Witness a crime, or have information crucial to the successful prosecution of organized crime, drug trafficking or other felony. For the U.S. Department of Justice to accept you into the Witness Protection Program, you must be willing to follow through with testifying, and realize that once you change your identity, you won't be able to go back to the town where you used to live or contact any non-protected family members.
Know that once you are accepted into the program, you will receive 24- hour a day protection from U.S. Marshals until the trial is over. They will also assign you a new identity and relocate you to a new city.

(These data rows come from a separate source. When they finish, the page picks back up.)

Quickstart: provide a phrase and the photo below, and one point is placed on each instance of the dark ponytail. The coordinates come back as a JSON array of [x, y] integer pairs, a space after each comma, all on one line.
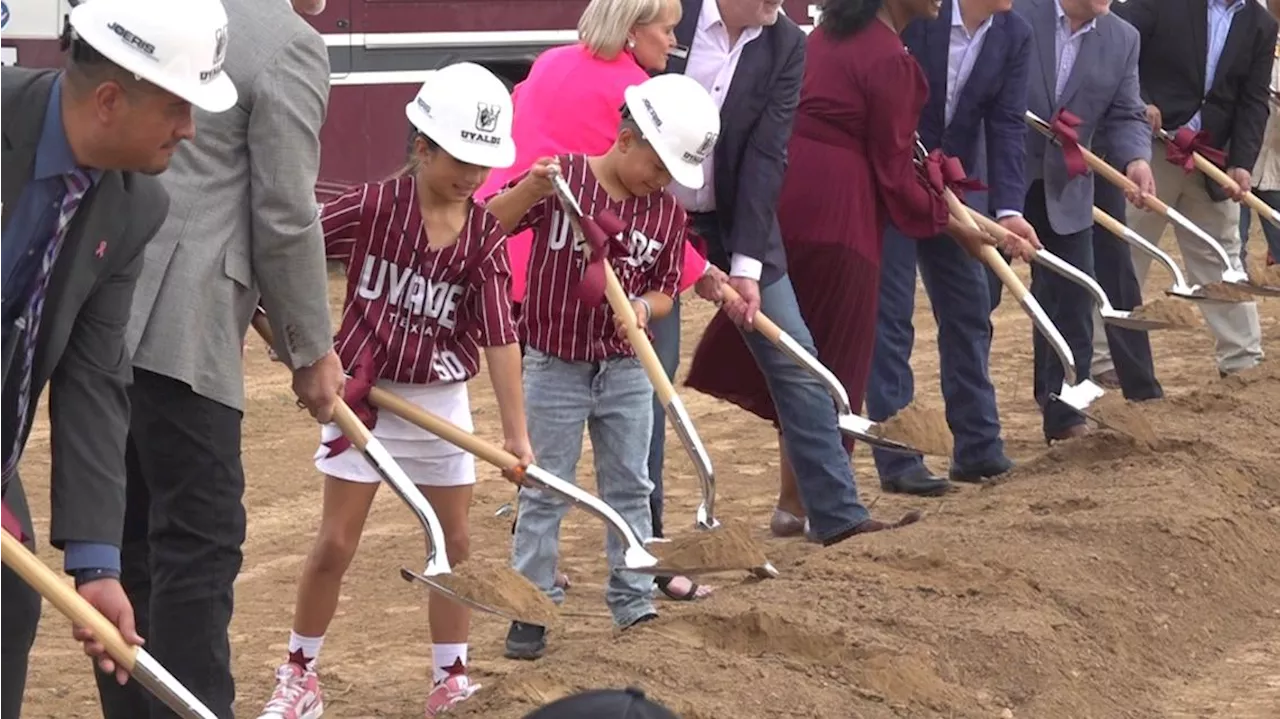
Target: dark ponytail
[[841, 18]]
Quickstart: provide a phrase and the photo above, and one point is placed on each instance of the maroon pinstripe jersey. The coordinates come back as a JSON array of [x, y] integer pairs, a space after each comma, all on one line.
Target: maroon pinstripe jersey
[[645, 257], [426, 311]]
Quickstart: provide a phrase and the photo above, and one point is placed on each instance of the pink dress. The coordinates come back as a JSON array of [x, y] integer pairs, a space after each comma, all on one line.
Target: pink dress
[[571, 102]]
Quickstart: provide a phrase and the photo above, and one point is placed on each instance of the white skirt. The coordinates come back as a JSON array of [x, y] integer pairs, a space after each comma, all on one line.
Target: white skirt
[[425, 458]]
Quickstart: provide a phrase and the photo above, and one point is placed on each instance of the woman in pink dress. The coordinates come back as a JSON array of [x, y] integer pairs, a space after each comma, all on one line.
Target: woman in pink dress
[[850, 169], [572, 102]]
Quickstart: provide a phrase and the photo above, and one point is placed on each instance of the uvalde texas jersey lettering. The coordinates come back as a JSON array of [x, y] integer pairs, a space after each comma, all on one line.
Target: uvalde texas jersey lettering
[[410, 291], [641, 251]]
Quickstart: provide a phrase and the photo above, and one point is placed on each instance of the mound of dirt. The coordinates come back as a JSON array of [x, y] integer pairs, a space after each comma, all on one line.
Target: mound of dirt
[[923, 427], [503, 589], [1087, 582], [727, 548], [1176, 312]]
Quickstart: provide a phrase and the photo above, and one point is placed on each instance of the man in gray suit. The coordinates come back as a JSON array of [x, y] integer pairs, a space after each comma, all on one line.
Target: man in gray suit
[[243, 227], [77, 206], [1084, 60]]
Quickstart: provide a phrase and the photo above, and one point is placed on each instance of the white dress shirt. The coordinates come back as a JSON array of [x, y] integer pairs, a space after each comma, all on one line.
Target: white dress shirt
[[1066, 44], [961, 56], [712, 62]]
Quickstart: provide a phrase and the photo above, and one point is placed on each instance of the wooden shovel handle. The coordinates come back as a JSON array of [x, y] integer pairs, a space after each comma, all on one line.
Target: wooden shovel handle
[[990, 255], [64, 598], [440, 427]]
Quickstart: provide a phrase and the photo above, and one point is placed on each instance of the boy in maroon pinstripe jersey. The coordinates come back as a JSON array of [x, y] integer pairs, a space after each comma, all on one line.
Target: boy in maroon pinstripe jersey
[[579, 367], [428, 287]]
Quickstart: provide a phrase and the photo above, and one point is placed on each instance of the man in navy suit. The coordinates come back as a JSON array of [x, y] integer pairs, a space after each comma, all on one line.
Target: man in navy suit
[[976, 55]]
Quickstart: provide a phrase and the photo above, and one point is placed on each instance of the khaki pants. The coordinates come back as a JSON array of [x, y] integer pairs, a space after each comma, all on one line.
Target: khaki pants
[[1235, 325]]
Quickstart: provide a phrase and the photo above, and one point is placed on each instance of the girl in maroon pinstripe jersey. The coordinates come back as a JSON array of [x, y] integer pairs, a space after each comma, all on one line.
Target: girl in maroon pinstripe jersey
[[579, 367], [428, 288]]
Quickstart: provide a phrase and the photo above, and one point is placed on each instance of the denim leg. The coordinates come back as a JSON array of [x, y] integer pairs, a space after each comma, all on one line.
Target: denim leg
[[961, 307], [557, 403], [891, 384], [808, 418], [666, 343], [620, 424]]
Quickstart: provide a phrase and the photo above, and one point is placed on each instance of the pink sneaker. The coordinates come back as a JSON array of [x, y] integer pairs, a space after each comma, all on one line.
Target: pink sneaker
[[297, 695], [448, 694]]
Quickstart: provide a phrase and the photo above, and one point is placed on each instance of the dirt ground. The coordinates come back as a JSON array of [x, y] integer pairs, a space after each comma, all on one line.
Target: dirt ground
[[1100, 580]]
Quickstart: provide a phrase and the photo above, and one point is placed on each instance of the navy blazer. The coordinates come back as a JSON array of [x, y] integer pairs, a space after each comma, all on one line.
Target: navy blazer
[[752, 152], [995, 96]]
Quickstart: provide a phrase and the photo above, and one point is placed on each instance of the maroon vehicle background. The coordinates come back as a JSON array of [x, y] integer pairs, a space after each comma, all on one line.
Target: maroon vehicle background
[[378, 51]]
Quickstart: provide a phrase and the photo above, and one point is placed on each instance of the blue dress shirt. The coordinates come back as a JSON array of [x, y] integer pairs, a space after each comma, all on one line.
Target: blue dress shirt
[[22, 246]]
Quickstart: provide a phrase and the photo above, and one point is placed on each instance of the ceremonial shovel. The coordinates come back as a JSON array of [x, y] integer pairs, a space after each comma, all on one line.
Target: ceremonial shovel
[[1230, 275], [141, 665], [636, 558], [853, 425], [1077, 393], [639, 340], [382, 461], [1050, 261], [1206, 166]]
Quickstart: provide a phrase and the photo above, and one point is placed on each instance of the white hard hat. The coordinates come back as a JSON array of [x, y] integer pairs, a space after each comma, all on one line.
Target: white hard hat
[[177, 46], [466, 110], [679, 118]]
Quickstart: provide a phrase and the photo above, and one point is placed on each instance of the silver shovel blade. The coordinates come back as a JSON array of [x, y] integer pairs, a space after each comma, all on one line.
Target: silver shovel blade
[[1080, 395], [158, 681], [863, 430]]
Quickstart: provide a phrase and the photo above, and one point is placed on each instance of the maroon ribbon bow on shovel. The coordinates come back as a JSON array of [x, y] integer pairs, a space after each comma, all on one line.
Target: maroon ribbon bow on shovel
[[1063, 126], [10, 523], [1185, 143], [364, 375], [944, 172], [597, 230]]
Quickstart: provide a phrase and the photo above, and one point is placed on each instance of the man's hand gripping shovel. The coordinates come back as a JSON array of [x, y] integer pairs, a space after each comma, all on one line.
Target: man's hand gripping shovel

Testify against the accused criminals. This is the most dangerous time for a person who'll be joining the program. U.S. Marshals go to great lengths to protect the witnesses, often sneaking them into court while providing a diversion elsewhere to throw off anyone who might be planning to cause the witness bodily harm.
Assume your new identity in a new city. While you will be given monetary assistance for a period of time, plan to find a job with the assistance of the government within a reasonable amount of time. Once you have assimilated into your new identity, plan to check in with the government once a year or if you move.